INTRODUCTION

AI technology is often billed as an answer to the physical, and mental shortcomings of the human brain, and productive capacity. We think of their processes as being wholly objective-- separate from human bias, and prejudice, without considering that machines are only able to learn from the data that we provide them. As AI powered technologies continue to permeate every industry, organization, and social structure, we are seeing the negative influence which our history of deeply encoded gender bias has had on contemporary digital innovation.

These problems, at times, seem so insurmountable, that some are even led to question whether Artificial Intelligence will actually damage our progress toward a more equitable society. The intent of this article is to show why Artificial Intelligence may suffer from the prejudice ingrained in human language, especially when it comes to evaluative software like applicant scoring programs, but also why realizing this issue and taking action could be great for women in tech.

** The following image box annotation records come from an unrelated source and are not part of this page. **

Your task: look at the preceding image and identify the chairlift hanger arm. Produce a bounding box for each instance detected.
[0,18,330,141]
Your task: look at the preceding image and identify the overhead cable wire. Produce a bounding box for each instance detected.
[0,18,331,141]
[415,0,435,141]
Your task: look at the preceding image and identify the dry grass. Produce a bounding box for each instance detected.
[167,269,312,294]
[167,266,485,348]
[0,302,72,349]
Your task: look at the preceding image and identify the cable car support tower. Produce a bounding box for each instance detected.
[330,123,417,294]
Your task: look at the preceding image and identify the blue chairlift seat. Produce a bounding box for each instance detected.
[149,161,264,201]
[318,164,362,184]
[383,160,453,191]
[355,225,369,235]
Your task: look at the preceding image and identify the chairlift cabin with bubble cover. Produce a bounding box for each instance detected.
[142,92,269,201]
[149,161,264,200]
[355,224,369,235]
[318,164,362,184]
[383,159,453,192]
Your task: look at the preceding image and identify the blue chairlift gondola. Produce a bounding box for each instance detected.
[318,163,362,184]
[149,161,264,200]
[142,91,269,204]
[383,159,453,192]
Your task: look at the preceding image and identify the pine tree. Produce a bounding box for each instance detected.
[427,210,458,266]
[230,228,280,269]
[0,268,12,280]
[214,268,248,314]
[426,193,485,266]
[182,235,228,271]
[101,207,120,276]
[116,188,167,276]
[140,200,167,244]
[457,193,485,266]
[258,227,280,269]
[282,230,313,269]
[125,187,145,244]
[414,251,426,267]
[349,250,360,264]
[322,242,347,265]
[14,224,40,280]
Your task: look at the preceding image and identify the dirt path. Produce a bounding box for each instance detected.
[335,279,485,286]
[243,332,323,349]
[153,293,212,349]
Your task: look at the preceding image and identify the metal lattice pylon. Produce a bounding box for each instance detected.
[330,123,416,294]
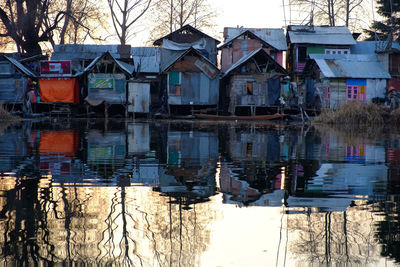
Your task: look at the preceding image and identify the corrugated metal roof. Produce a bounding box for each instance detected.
[51,44,120,60]
[350,41,400,54]
[222,48,286,78]
[75,52,134,76]
[131,47,160,73]
[310,54,391,79]
[4,55,37,78]
[225,27,288,51]
[161,47,219,72]
[288,25,356,45]
[153,24,221,45]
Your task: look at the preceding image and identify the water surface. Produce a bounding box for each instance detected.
[0,119,400,266]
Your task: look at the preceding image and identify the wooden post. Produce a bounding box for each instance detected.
[104,102,108,120]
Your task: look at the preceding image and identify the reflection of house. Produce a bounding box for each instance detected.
[287,163,388,211]
[87,130,126,178]
[36,129,89,183]
[127,123,150,155]
[304,54,390,109]
[217,162,261,204]
[160,131,218,201]
[0,129,28,173]
[286,25,356,78]
[218,27,287,72]
[221,48,287,115]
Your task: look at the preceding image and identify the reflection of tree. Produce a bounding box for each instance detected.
[376,201,400,262]
[287,206,379,265]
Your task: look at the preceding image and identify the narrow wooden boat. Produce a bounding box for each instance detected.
[194,114,288,120]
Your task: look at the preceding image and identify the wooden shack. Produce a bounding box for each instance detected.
[303,54,391,109]
[83,52,134,117]
[286,25,356,82]
[153,25,220,65]
[220,48,287,115]
[162,48,220,114]
[218,27,287,72]
[0,55,37,109]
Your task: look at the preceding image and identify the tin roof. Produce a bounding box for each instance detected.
[153,24,220,45]
[131,47,160,73]
[220,27,288,51]
[310,54,391,79]
[222,48,287,78]
[161,47,219,72]
[350,41,400,54]
[288,25,356,45]
[4,55,37,78]
[75,52,134,76]
[51,44,126,60]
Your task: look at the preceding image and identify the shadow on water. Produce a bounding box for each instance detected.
[0,120,400,266]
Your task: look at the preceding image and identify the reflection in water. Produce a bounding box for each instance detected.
[0,121,400,266]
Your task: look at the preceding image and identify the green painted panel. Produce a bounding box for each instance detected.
[89,78,114,89]
[168,72,181,85]
[307,46,325,55]
[115,80,126,93]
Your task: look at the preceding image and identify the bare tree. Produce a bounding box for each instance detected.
[151,0,217,39]
[46,0,107,47]
[292,0,369,28]
[0,0,64,55]
[107,0,152,45]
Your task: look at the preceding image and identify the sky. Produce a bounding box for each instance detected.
[131,0,296,45]
[212,0,285,31]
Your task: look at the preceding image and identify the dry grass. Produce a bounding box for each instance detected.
[390,108,400,126]
[314,101,385,126]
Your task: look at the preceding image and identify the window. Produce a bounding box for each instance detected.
[0,63,11,74]
[241,40,247,51]
[246,82,254,95]
[297,46,307,62]
[325,48,350,55]
[325,86,331,101]
[346,85,365,101]
[168,71,181,96]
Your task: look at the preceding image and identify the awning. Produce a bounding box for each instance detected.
[39,78,79,104]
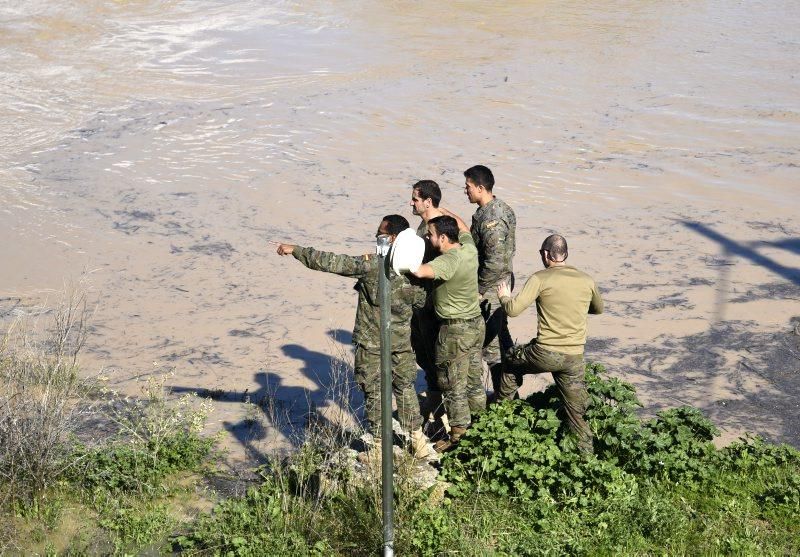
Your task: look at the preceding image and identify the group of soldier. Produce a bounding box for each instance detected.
[277,165,603,459]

Human language, especially written language, has always reflected the biases of historically platformed groups. In the English language, literary history has assigned feminine connotations to many negative terms like “chattering” and “bitchy”, while similar behaviors in men might be described as “gregarious” and “assertive”, respectively. In turn, our machines are teaching themselves this very same bias through Natural Language Processing. As we teach ourselves to deprogram socially ingrained prejudices within ourselves, will we be as diligent for our machines?

Of course, this is a pressing issue, but I believe AI can be one of the greatest tools for combating social inequality moving forward. However, the only way to do this is to begin mitigating the bias inherent to NLP through reevaluating the way that algorithms interact with language that might reflect unconscious or intentional bias in human speech. And the best way to do this is to begin balancing the ratio of men and women who are contributing to the development of these technologies.

Currently, only 1 in every 4 computing positions is held by a woman. And when we look even closer, we see that, among the women who are working as developers, there is a significant disparity in their seniority when compared to their male colleagues. Some might point to this as a reflection of disinterest in STEM among women, but the numbers show us that this is not true. In both 2017 and 2018, women made up roughly 40% of all coding bootcamp graduates. However, we know that a significant proportion of these graduates aren’t always able to bridge the gap from formal education to their first junior development role, and even if women are successful in launching development careers, their male colleagues, at this time, are 3.5 times more likely to be in senior level positions by the age of 35.

AI has the capacity to be one of the most integral tools in eliminating human bias. It is our responsibility to ensure that learning algorithms are not teaching themselves the same sorts of problematic ways of thinking that make objective, evaluative software so valuable to human progress. This however, is not simply a problem of addressing technical shortcomings, but an opportunity to empower femme developers who will bring not only their technical talent, but their experiences as women, to be the arbiters of how NLP is succeptable to negative gender bias. It is time for project managers, and C-level executives to take a step back and evaluate whether or not their teams are demographically balanced, and if their team’s structure is built for uplifting junior developers, where an overwhelming proportion of women find themselves perpetually stuck.

GENDER BIAS IN LANGUAGE

Human language is perhaps the most critical way that gender bias is perpetuated and reinforced within culture. Antiquated Western stereotypes about the roles of men and women inform the unconscious associations we make between words and gender. Words that reflect communal or collaborative values have become associated with women, while words reflecting industrious traits are often assigned to men.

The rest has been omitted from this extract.